Our study, focusing on children under 3½ years old, was designed to overcome these limitations. To our knowledge, this is the first prospective study of developmental and cognitive functioning in younger children with congenital heart disease, and also includes two comparison groups, one of children undergoing bone marrow transplantation and another group of healthy children. We aimed to test the following hypotheses, based on the existing literature.
Young children (less than 3½ years old) with congenital heart disease will demonstrate cognitive and developmental impairment relative to healthy children and to children awaiting bone marrow transplantation
Preoperatively, children with cyanotic lesions will show a greater degree of cognitive and developmental impairment than those with acyanotic lesions
Corrective surgery will result in a greater improvement in cognitive and developmental functioning in children with cyanotic lesions compared with those with acyanotic lesions
For children with cyanotic defects, cognitive and developmental impairment will be positively correlated with age at time of repair, but no such association will be found for children with acyanotic lesions.
All the children in our study were aged 0–3.5 years, and we excluded any with known mental handicap. The cardiac group comprised a consecutive series of children admitted for elective surgery recruited from three specialist units in London, UK over a period of two years. The transplant group was made up of a consecutive series of children recruited over 33 months from four specialist units. The healthy group was recruited from two London health centres.
The cardiac group comprised 25 children, although one child with a cyanotic lesion was too ill to be assessed before corrective surgery. The mean age of the group was 1.5 years (SD, 0.9 years; range, 0.2–3.4). There were 10 girls. Eleven had cyanotic lesions and 14 had acyanotic lesions—these two subgroups will be referred to as the cyanotic and acyanotic groups, respectively. The mean ages of the two congenital heart disease subgroups were not significantly different (cyanotic group mean, 1.7 years; SD, 0.8; acyanotic group mean, 1.4 years; SD, 0.9). Follow up assessments were completed on 19 children; five died before the follow up assessment, and one was lost to follow up.

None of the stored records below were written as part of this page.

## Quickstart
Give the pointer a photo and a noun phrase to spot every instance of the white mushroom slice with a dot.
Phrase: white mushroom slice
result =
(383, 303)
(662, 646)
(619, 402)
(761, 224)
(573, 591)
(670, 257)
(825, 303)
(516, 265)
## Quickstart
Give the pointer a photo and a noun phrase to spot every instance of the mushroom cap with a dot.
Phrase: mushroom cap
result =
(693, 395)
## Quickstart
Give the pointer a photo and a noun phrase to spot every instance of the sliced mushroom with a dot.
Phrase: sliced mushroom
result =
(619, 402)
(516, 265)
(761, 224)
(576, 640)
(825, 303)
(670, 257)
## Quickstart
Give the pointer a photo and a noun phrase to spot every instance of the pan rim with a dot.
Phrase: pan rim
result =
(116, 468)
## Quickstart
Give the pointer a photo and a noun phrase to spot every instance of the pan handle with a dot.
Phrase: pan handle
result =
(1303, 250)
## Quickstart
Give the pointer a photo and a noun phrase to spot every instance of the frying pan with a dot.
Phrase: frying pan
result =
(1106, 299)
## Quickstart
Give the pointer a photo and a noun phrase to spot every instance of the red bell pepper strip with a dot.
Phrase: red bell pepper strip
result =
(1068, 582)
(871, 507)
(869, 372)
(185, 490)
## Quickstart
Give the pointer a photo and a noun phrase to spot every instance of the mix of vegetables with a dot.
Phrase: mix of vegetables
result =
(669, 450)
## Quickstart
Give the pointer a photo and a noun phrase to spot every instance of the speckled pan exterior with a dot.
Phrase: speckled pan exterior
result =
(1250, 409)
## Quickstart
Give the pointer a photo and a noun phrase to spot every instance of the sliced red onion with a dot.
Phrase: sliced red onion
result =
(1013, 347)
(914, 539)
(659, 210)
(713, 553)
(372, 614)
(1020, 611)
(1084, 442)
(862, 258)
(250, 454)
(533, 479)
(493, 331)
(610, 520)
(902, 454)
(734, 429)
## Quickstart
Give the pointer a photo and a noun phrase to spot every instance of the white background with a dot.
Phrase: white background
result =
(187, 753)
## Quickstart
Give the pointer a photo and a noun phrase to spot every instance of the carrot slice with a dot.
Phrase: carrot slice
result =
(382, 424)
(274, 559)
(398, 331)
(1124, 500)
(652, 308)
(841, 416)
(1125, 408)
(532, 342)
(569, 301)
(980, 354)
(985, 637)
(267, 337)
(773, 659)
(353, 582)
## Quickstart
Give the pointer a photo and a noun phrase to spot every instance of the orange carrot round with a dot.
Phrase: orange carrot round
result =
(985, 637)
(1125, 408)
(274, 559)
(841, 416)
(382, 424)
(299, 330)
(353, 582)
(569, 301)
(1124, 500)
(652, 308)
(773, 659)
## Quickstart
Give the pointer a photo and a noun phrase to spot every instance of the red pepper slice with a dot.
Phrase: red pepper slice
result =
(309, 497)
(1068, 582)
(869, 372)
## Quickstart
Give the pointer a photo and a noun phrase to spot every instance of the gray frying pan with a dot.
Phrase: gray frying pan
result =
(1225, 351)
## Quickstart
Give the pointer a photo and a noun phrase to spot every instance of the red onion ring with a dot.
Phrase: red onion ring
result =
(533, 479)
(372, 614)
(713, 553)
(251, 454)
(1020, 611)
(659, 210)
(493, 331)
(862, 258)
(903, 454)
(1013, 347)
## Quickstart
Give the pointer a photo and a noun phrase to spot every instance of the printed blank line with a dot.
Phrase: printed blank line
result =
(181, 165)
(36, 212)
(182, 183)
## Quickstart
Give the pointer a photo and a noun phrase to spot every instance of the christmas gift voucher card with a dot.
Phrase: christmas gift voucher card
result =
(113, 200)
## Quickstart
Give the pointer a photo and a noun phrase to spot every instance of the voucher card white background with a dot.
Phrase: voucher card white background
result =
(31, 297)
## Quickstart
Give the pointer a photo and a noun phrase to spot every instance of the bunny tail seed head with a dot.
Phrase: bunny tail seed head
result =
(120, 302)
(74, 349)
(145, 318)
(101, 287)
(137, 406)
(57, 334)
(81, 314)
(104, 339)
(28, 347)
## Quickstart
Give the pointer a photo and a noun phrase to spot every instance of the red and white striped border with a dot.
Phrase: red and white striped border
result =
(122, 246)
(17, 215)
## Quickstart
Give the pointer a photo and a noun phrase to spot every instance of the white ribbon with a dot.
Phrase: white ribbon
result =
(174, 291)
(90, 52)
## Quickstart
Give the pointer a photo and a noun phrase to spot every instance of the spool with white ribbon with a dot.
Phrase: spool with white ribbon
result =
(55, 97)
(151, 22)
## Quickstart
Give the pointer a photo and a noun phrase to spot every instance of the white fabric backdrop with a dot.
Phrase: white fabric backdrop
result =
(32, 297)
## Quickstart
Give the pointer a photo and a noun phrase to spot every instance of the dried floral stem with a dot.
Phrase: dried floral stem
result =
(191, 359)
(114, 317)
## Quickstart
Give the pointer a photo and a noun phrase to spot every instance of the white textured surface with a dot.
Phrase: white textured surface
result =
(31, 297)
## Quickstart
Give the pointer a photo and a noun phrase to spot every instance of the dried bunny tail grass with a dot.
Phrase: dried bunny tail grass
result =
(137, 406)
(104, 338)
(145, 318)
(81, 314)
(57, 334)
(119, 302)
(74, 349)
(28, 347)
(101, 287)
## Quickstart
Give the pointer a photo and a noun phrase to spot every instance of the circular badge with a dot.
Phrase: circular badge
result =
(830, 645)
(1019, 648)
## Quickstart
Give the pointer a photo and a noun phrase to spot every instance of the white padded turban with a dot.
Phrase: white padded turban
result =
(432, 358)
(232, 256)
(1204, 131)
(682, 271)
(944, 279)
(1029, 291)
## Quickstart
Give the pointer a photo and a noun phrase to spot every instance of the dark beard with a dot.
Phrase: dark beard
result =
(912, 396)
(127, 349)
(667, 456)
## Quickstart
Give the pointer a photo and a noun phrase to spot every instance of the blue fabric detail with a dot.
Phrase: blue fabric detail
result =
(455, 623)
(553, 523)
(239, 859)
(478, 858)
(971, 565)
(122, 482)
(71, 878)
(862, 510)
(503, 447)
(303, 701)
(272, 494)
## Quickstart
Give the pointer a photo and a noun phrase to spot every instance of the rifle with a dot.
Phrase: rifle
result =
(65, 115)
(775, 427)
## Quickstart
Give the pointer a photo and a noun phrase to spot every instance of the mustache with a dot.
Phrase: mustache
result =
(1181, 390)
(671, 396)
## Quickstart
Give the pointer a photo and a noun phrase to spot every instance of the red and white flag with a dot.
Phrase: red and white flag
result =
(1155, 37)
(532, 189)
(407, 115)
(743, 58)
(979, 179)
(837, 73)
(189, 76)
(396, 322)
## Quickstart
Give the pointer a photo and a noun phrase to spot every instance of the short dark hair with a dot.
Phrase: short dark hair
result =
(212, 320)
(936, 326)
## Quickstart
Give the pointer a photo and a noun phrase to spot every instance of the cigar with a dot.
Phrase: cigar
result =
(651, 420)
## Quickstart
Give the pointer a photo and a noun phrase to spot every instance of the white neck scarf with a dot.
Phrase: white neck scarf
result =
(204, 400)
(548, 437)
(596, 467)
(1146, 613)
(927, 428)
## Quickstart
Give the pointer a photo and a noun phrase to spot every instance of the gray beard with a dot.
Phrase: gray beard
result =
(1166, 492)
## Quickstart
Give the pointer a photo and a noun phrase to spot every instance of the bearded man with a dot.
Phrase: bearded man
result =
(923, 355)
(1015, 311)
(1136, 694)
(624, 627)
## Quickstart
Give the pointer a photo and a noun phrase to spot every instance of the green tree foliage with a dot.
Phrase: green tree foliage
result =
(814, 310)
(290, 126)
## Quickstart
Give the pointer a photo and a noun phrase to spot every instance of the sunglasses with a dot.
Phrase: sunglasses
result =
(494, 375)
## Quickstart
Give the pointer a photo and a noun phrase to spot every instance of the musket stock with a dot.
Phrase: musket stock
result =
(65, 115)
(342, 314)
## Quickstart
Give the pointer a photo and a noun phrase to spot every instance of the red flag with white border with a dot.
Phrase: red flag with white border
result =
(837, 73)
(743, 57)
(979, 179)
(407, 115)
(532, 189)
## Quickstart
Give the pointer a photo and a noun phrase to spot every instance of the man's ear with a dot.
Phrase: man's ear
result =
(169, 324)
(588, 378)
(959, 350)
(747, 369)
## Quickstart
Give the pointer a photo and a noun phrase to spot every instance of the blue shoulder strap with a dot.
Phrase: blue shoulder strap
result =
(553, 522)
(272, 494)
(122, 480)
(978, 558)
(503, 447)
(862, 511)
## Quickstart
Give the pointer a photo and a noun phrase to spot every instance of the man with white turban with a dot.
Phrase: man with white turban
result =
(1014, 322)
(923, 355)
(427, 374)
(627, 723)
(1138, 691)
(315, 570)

The transplant group comprised 15 children, of whom 14 had initial assessments. Follow up assessments were completed on eight children, the remaining seven dying before follow up. Fifteen healthy children were recruited and completed initial assessments, and 11 of these had follow up assessments (the remaining four being lost to follow up).
The groups did not differ significantly in their mean ages, sex distributions, or parents’ socioeconomic status (table1).
Children were assessed on admission for cardiac surgery or bone marrow transplantation, usually the day before surgery, and again 12 months later during a routine outpatient appointment, using the Ruth Griffiths Mental Development Scales.26 27 For children younger than 2 years old there are five subscales: locomotor, personal/social, hearing/speech, eye–hand coordination, and performance. A sixth, the practical reasoning scale, is added from the third year onwards (this scale applied to only 16 children in the sample and is not reported in the results). Because, in common with other measures of development, the scales rely on parental reporting and focus more heavily on sensory motor function than tests for older age groups, their validity as a predictive measure of later IQ is questionable.28-30 Nevertheless, the features on which the scales focus are those considered pertinent to the development of preschool children and the scales have been used with chronically ill or handicapped children,31-33 and they are the most widely used infant development scale in the UK.34 In addition, on both test occasions, parents took part in a semi-structured interview that included questions about the child’s behaviour.
Developmental measures at each test occasion were compared by one way analysis of variance. Scheffe’s multiple comparison tests were used to identify the source of any significant differences (p < 0.05) between the cardiac, transplant, and healthy groups, and between the cyanotic, acyanotic, transplant, and healthy groups. Performance of the cyanotic and acyanotic subgroups was compared using independent Student’s t tests. Within group changes over time in developmental function were assessed using paired Student’s t tests. Between group comparisons over time were assessed using repeated measures analysis of variance. Correlations of age and performance were measured using Pearson correlation coefficients.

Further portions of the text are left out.